SNY’s primetime Mets coverage in 2019 averaged a 2.47 household rating in the team’s home market, which marked a 7% improvement compared to the previous season’s deliveries. In terms of the average number of households that tune in for Mets games (175,000), SNY trails only crosstown rival YES Network and its Yankees coverage, which last season averaged 237,000 homes per outing.
For Cohen, picking up SNY just makes good horse sense. For one thing, the network is a hedge against a ball club that hemorrhages money; over the course of an average season, the Mets lose an estimated $50 million, of which only $1.19 million finds its way into Bobby Bonilla’s pocket every July 1. (Losses for the coronavirus-shortened 2020 season may add up to as much as $200 million.) SNY, on the other hand, generated around $140 million in EBITDA, per Kagan estimates.
Much of the value of SNY lies in the affiliate fees it collects from the cable and satellite distributors that pipe the channel to their subscribers. Operators pay SNY a going rate of $3.08 per sub per month, making it the 19th most expensive regional sports offering on the dial. And the RSN’s reach extends far beyond the five boroughs; SNY is available to 6.2 million subs throughout the Empire State and in select areas in neighboring New Jersey, Connecticut and Pennsylvania. Those affiliate fees alone account for $229.2 million in annual revenue at SNY.

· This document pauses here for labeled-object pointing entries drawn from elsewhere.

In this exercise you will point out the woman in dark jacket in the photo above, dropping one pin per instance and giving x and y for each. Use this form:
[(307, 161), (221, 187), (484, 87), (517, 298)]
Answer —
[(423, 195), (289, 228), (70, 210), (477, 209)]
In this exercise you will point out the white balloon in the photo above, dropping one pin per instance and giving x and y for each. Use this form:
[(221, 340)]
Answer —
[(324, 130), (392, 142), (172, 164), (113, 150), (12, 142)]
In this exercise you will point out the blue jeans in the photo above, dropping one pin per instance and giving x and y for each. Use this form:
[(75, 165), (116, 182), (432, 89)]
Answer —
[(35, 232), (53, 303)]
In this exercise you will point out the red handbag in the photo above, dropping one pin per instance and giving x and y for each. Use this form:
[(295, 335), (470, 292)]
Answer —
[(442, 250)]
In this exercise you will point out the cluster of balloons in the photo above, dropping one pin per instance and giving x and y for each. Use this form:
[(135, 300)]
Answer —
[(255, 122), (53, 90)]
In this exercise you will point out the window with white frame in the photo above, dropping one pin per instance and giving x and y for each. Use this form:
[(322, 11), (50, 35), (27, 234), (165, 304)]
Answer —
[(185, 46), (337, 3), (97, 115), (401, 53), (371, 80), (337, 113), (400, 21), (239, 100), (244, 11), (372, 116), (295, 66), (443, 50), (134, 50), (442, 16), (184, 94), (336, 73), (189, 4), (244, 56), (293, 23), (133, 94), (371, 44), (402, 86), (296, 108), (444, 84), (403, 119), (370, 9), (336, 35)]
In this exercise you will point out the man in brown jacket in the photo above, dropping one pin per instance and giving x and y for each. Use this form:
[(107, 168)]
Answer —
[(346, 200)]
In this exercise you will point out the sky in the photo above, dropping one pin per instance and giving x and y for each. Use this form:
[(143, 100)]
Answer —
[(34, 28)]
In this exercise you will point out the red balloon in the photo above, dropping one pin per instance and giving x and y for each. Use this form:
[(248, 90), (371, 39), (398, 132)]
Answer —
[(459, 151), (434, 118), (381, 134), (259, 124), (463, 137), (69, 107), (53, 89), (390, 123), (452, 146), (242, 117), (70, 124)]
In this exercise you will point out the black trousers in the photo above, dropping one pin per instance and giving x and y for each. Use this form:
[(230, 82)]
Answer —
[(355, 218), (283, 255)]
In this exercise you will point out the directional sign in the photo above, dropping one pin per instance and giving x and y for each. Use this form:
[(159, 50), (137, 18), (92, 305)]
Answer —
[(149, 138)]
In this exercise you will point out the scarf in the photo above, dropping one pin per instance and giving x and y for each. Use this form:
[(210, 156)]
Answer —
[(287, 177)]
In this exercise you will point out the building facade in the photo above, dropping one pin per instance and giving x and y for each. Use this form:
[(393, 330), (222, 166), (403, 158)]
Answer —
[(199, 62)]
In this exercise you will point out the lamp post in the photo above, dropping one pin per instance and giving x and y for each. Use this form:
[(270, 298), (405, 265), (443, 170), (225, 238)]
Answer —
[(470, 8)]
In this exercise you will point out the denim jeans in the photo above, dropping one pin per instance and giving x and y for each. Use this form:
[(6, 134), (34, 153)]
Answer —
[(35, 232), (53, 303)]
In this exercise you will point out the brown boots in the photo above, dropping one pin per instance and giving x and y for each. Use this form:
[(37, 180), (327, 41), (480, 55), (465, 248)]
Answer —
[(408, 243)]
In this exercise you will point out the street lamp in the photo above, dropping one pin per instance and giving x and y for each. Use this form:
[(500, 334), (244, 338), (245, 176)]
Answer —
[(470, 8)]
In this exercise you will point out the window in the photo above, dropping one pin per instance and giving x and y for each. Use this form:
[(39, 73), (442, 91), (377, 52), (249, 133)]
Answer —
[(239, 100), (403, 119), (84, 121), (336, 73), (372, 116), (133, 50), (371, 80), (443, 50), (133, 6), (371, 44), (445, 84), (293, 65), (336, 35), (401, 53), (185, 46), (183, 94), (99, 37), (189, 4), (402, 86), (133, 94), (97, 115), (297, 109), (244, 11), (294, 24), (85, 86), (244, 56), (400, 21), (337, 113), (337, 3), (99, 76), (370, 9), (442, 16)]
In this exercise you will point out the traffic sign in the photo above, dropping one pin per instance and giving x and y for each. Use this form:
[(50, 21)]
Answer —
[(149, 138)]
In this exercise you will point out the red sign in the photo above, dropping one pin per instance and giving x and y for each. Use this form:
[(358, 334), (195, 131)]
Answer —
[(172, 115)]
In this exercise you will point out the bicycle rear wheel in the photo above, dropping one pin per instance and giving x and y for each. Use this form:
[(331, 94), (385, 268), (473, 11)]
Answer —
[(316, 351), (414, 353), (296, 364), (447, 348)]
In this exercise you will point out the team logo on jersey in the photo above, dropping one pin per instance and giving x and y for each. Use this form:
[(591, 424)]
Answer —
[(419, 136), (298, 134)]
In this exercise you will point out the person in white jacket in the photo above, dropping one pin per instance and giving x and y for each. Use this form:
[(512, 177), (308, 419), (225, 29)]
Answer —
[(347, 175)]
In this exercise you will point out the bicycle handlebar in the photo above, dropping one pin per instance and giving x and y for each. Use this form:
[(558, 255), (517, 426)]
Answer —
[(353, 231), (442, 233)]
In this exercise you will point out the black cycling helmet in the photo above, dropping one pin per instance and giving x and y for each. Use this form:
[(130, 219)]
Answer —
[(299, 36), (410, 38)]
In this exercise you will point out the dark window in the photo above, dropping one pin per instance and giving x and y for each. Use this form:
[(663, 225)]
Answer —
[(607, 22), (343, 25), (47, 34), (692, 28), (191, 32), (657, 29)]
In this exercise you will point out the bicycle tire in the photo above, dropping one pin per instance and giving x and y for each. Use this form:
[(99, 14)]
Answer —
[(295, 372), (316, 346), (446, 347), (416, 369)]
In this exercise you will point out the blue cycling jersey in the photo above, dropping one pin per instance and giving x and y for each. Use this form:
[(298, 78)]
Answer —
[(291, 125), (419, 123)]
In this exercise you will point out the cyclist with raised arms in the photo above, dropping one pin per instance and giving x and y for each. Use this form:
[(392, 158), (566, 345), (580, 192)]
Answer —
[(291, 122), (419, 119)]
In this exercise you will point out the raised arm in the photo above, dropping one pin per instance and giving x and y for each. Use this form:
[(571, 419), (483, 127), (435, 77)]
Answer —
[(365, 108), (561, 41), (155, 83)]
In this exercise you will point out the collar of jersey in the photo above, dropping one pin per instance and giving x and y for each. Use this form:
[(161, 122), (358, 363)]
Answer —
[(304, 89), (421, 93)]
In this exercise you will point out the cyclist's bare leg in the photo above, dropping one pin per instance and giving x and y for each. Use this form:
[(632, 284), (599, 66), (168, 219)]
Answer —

Unfortunately for SNY’s backers and pretty much everyone else with skin in the RSN game, the wheels have begun to fall off the lucrative pay-TV model. Multi-channel video programming distributors in the second quarter of this year endured record subscriber losses, as cord-cutting reduced the total number of traditional cable/satellite-TV customers by 8.3%. As MoffettNathanson analyst Michael Nathanson observed in a recent note to investors, should this trend continue, “the traditional pay-TV universe will be cut in half in 8 years.”
Kagan estimates paint a somewhat less grim picture of the pay-TV landscape, although the S&P Global research unit’s forecast is far from rosy. Given a current base of approximately 84.4 million subscribers, Kagan sees the traditional pay-TV bundle shrinking by nearly 30% to just 60.2 million subs in the next five years.
It became evident that the Street had begun to sour on the RSN model last spring, when Disney was forced to offload its 21 former Fox Sports-branded channels to Sinclair for $9.6 billion—less than half of the initial estimates of $20 billion to $22 billion. While YES Network wasn’t part of the big RSN selloff, the absence of the Yankees’ megaphone wasn’t what drove Disney’s asking price down into the Filene’s Basement range. Given the state of the legacy MVPD market, the regional sports networks simply aren’t worth as much as they were even two short years ago.
Despite the massive size of its hometown market, SNY is no less vulnerable to the predations of cord-cutting than an RSN that serves a much smaller fan base. Since 2007, the New York DMA has lost 524,500 TV homes, which effectively reduced the number of Gotham-area viewers by 15%.
At the current moment, ownership of a controlling stake in a big-market RSN remains an enviable proposition, and it’s understandable why Cohen is expected to make a play for SNY once the ink on his contract with the Amazins is dry. If Cohen can work out a deal that’s as favorable as the one that will set him up as the new owner of the Mets, picking up SNY is a no-brainer. After all, as dire as the distribution outlook appears from this vantage point, the bottom hasn’t fallen out quite yet.
The future of RSNs may lie in going the premium-subscriber route or teaming up with nearby players to form a powerful bloc of “super RSNs”; however things shake out, there’s still a lot of money to squeeze out of SNY.
Now if the new boss can only bring a World Series title to Queens….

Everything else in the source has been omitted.